Nine Mile Metals Ltd. Announces Private Placement to Fund New Brunswick Exploration

Nine Mile Metals Ltd. (CSE: NINE, OTC: VMSXF, FSE: KQ9) disclosed on 5 January 2026 that it will conduct a private placement of up to 21,052,632 units, each priced at US $0.19. The offering is expected to raise up to US $4 million in gross proceeds.

Structure of the Units

Each unit consists of:

  • One common share of Nine Mile Metals.
  • One common share purchase warrant exercisable for one common share at US $0.30 for a period of two years.

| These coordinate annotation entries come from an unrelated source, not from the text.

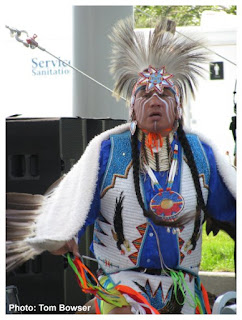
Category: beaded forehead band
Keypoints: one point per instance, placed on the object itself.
(155, 79)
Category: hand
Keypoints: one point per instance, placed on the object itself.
(69, 246)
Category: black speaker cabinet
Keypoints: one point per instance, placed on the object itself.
(39, 151)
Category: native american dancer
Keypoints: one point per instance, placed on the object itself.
(147, 186)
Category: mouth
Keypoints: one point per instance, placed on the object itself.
(156, 115)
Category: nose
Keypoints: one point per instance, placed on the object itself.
(155, 101)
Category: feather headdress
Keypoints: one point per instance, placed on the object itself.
(132, 54)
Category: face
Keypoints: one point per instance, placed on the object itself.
(155, 112)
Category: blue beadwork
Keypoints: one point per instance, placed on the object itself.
(121, 152)
(200, 156)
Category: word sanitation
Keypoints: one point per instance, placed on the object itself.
(47, 308)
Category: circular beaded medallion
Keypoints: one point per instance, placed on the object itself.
(167, 205)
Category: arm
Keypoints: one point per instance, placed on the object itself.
(221, 204)
(72, 245)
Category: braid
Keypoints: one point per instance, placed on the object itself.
(148, 213)
(192, 165)
(135, 157)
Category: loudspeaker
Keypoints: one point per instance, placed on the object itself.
(39, 152)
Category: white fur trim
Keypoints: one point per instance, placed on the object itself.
(65, 212)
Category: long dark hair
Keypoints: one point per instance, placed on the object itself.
(195, 176)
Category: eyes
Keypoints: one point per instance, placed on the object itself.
(146, 95)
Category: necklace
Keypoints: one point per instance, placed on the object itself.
(161, 151)
(166, 204)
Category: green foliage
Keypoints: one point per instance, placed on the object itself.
(146, 16)
(217, 252)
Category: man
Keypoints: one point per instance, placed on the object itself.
(150, 188)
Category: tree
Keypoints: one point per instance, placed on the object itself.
(146, 16)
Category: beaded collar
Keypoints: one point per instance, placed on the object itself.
(160, 154)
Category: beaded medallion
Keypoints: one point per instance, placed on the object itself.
(167, 205)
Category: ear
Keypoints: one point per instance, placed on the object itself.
(133, 115)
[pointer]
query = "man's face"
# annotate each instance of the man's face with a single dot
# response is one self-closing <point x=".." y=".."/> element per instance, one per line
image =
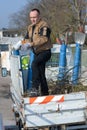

The warrants provide holders with potential upside if the share price exceeds the exercise price within the two‑year window.

Regulatory Framework

The private placement is offered under National Instrument 45‑106 – Prospectus Exemptions and the listed issuer financing exemption. It is available to purchasers residing in all Canadian provinces except Quebec, and to other qualifying jurisdictions. Compliance with the applicable regulatory requirements is required before the units are sold.

Use of Proceeds

Nine Mile Metals intends to deploy the proceeds for exploration activities in New Brunswick. The company announced that it will “cash up for New Brunswick exploration,” indicating that the funds will support drilling and related exploration work on its New Brunswick project sites.

Market Context

  • Current share price (2026‑01‑01): CAD 0.24
  • 52‑week high: CAD 0.275
  • 52‑week low: CAD 0.005
  • Market capitalisation: CAD 25,835,276
  • Price‑earnings ratio: –15.79

Nine Mile Metals is a Canadian mining company focused on gold and silver exploration and development, with a strong emphasis on sustainable mining practices. The company’s primary asset is the 9 Mile property near La Grande, British Columbia, but it is expanding its portfolio through new projects such as those in New Brunswick.

Summary

The private placement provides Nine Mile Metals with capital to advance its New Brunswick exploration program while offering investors a unit that includes both common shares and warrants. The transaction is structured to comply with Canadian securities exemptions and is expected to raise up to US $4 million for the company.